Матрас просел под твоим весом, и ты придвинулась ближе, чтобы посмотреть на него, заметив его открытый взгляд. Ты поднесла палец к его лицу, слегка погладив по щеке. Твой голос был безумно мягким.
— Твоя сестра приготовила тебе кое-что.
Он переключил внимание на девочку рядом с тобой: в её глазах читался тихий страх, когда она заметила, как сильно изменился её старший брат. В последние дни, когда ты приезжала, она болела, но всё равно успела отправить с тобой ежедневный рисунок.
Цветные листы украшали стены его палаты. Коля не раз позволял ей выбирать, чем украсить свою палату, чтобы всегда иметь при себе частичку сестры. Каждая картинка поднимала его настроение настолько, насколько он мог его поднять.

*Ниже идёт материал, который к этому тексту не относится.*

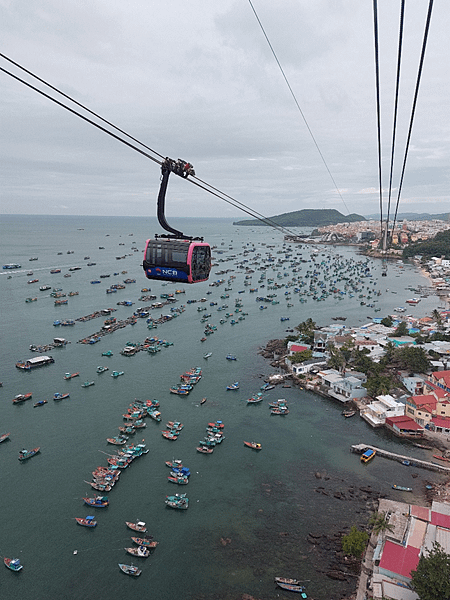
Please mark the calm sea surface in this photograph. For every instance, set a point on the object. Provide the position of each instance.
(249, 513)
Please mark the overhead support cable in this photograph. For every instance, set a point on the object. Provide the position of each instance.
(298, 106)
(377, 86)
(159, 157)
(394, 127)
(413, 110)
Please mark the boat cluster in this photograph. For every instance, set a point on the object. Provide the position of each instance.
(188, 380)
(214, 436)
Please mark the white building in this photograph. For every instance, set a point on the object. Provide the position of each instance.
(376, 412)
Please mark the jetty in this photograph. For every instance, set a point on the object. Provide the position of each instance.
(413, 462)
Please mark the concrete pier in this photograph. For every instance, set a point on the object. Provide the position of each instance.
(414, 462)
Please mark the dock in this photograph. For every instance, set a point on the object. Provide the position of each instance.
(413, 462)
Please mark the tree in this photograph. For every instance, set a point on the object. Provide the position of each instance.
(431, 579)
(401, 330)
(380, 523)
(355, 542)
(299, 357)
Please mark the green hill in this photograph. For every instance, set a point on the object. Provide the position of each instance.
(438, 246)
(305, 218)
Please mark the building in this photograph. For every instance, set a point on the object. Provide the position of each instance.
(397, 552)
(377, 412)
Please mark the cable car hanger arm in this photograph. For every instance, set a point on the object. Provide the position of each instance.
(183, 169)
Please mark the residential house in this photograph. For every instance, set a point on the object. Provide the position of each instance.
(384, 406)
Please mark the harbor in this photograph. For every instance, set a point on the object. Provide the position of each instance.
(283, 508)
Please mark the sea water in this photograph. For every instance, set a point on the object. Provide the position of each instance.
(250, 513)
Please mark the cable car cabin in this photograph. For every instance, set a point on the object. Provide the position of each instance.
(177, 260)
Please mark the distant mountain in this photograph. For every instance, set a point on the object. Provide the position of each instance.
(414, 217)
(305, 218)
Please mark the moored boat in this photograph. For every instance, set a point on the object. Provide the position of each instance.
(137, 526)
(40, 403)
(97, 501)
(147, 542)
(26, 454)
(401, 488)
(21, 398)
(13, 564)
(141, 551)
(130, 570)
(367, 455)
(253, 445)
(89, 521)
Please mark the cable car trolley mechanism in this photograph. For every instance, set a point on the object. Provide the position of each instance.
(175, 257)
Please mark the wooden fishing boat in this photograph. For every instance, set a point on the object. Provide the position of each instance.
(292, 588)
(287, 580)
(21, 398)
(401, 488)
(89, 521)
(138, 526)
(348, 413)
(147, 542)
(253, 445)
(40, 403)
(141, 551)
(13, 564)
(368, 455)
(71, 375)
(130, 570)
(439, 457)
(26, 454)
(97, 501)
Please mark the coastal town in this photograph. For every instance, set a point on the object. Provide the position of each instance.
(393, 372)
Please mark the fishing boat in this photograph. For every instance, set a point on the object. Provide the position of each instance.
(26, 454)
(287, 580)
(367, 455)
(89, 521)
(233, 386)
(21, 398)
(439, 457)
(40, 403)
(255, 398)
(348, 413)
(130, 570)
(292, 588)
(253, 445)
(137, 526)
(97, 501)
(118, 440)
(141, 551)
(401, 488)
(71, 375)
(147, 542)
(13, 564)
(179, 503)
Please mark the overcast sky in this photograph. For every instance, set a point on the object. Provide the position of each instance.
(197, 80)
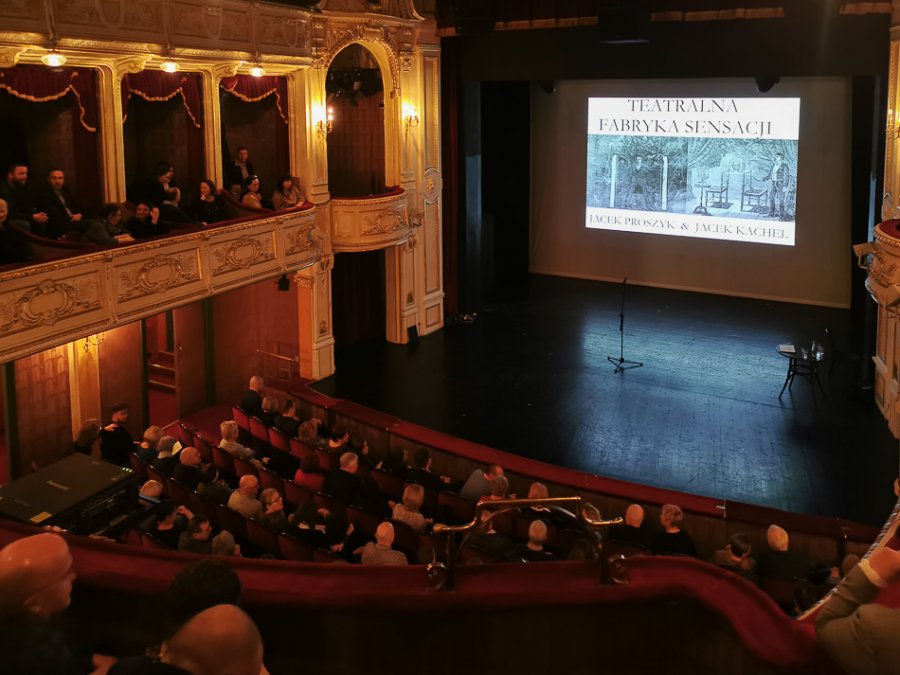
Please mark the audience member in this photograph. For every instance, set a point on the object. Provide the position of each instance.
(251, 402)
(107, 228)
(534, 551)
(420, 472)
(149, 446)
(272, 515)
(161, 193)
(269, 410)
(287, 421)
(22, 210)
(858, 634)
(633, 530)
(116, 443)
(485, 538)
(212, 487)
(151, 491)
(230, 432)
(87, 441)
(166, 461)
(243, 500)
(309, 475)
(286, 195)
(36, 579)
(13, 248)
(672, 540)
(239, 169)
(170, 522)
(736, 556)
(57, 201)
(478, 484)
(408, 511)
(189, 470)
(146, 222)
(380, 552)
(196, 537)
(223, 544)
(250, 195)
(778, 562)
(206, 208)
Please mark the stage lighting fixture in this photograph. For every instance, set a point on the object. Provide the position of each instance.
(765, 83)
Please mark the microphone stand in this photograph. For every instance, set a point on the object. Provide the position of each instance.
(622, 363)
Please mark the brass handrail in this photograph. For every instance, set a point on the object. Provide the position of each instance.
(443, 577)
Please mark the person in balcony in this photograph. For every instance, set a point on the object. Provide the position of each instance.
(286, 195)
(107, 229)
(23, 212)
(250, 196)
(207, 205)
(146, 222)
(57, 201)
(672, 540)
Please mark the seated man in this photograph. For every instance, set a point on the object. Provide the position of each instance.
(534, 550)
(116, 442)
(380, 552)
(56, 200)
(778, 562)
(736, 556)
(36, 583)
(633, 530)
(196, 537)
(243, 500)
(478, 484)
(23, 212)
(859, 635)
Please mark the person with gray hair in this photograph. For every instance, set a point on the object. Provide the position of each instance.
(780, 561)
(166, 461)
(672, 540)
(380, 552)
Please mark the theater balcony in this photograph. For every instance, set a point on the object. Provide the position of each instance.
(94, 290)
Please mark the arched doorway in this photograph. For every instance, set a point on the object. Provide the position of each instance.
(356, 144)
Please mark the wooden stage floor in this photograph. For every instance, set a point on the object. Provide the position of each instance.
(702, 415)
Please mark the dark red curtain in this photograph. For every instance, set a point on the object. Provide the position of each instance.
(251, 89)
(41, 84)
(156, 85)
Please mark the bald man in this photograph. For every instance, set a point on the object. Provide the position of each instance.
(35, 583)
(251, 402)
(243, 500)
(632, 531)
(221, 640)
(380, 552)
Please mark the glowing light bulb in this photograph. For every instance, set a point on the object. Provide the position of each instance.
(54, 59)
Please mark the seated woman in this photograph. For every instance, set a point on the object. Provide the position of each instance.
(286, 195)
(672, 540)
(107, 228)
(207, 205)
(270, 410)
(251, 196)
(309, 475)
(145, 222)
(408, 511)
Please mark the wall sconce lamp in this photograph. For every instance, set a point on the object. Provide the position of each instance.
(862, 253)
(326, 126)
(53, 59)
(93, 341)
(410, 116)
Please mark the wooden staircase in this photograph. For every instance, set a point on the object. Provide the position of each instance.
(161, 372)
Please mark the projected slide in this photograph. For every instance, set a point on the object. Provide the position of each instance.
(715, 168)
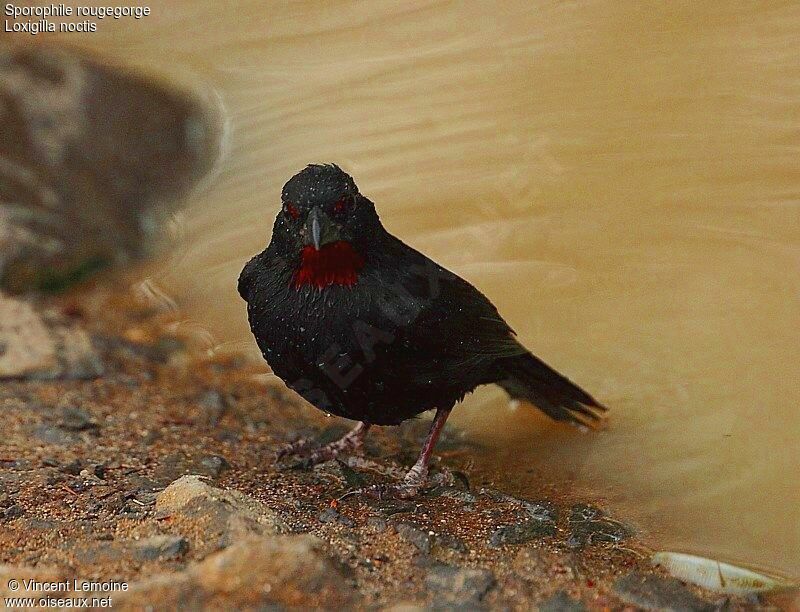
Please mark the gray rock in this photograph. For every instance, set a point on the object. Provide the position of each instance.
(589, 525)
(330, 515)
(255, 572)
(12, 512)
(212, 407)
(561, 602)
(419, 538)
(456, 586)
(377, 524)
(90, 158)
(76, 419)
(161, 548)
(520, 533)
(55, 435)
(43, 345)
(213, 465)
(224, 516)
(651, 592)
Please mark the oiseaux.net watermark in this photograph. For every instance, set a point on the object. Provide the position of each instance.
(68, 593)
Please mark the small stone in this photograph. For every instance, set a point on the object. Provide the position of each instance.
(589, 525)
(55, 435)
(161, 548)
(77, 419)
(652, 592)
(225, 516)
(13, 512)
(213, 465)
(257, 573)
(463, 587)
(523, 532)
(332, 516)
(73, 468)
(561, 602)
(419, 538)
(212, 407)
(377, 524)
(449, 542)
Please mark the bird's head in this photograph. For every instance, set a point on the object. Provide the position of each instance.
(325, 226)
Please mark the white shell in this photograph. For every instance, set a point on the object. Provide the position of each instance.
(716, 575)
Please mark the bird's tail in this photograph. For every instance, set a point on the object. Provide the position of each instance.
(531, 380)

Его глаза загорелись, когда он увидел сестру, на губах заиграла улыбка, которую она тут же отразила.
— Привет! — проговорил он, слабо протягивая к ней руку, голос был хриплым и слабым. Её маленькая ладошка взяла его руку, которую он тут же сжал, вызвав лёгкое хихиканье.
— Привет! — Её голос был таким же мягким, как и твой.
Николай попытался помочь ей подняться, но смог сделать лишь немногое, прежде чем ты вскочила и схватила её за другую руку.
— Хочешь показать Коленьке, над чем ты так старательно работала?
Девочка кивнула, потянувшись за своим рюкзаком, который всё ещё лежал на полу. Ты подхватила его, положив ей на колени. Внутри рюкзака послышался звон монет, и на лице девочки появилось виноватое выражение. Ты вздохнула.
— Разве я не говорила тебе оставить их дома? — Дочь кивнула.
— Так почему они в твоей сумке? — Она пожала плечами, на что ты снова вздохнула.
Николай просто молча наблюдал, слегка забавляясь непослушанием сестры. Она не сильно изменилась за последнее время.
Ты просто решила оставить это на потом, отмахнувшись от неё, чтобы она могла продолжить, что Даша быстро и сделала. В её руках был вырезанный вручную жираф — любимое животное Николая.
Николай взял его, поднеся поближе, чтобы рассмотреть.
— Тебе нравится?
Он улыбнулся, и маленькие чёрные глазки жирафа, казалось, уставились на него.
— Нет? — нахмурилась она.
— Какой же он милый! — ответил Николай.
— Она всю неделю над ним работала, — проговорила ты, отчаянно пытаясь запечатлеть в памяти его улыбку. Теперь они были редкостью, настоящие. Он часто притворялся, в основном для своей сестры, но ты слишком хорошо его знала. Ты всегда видела его насквозь.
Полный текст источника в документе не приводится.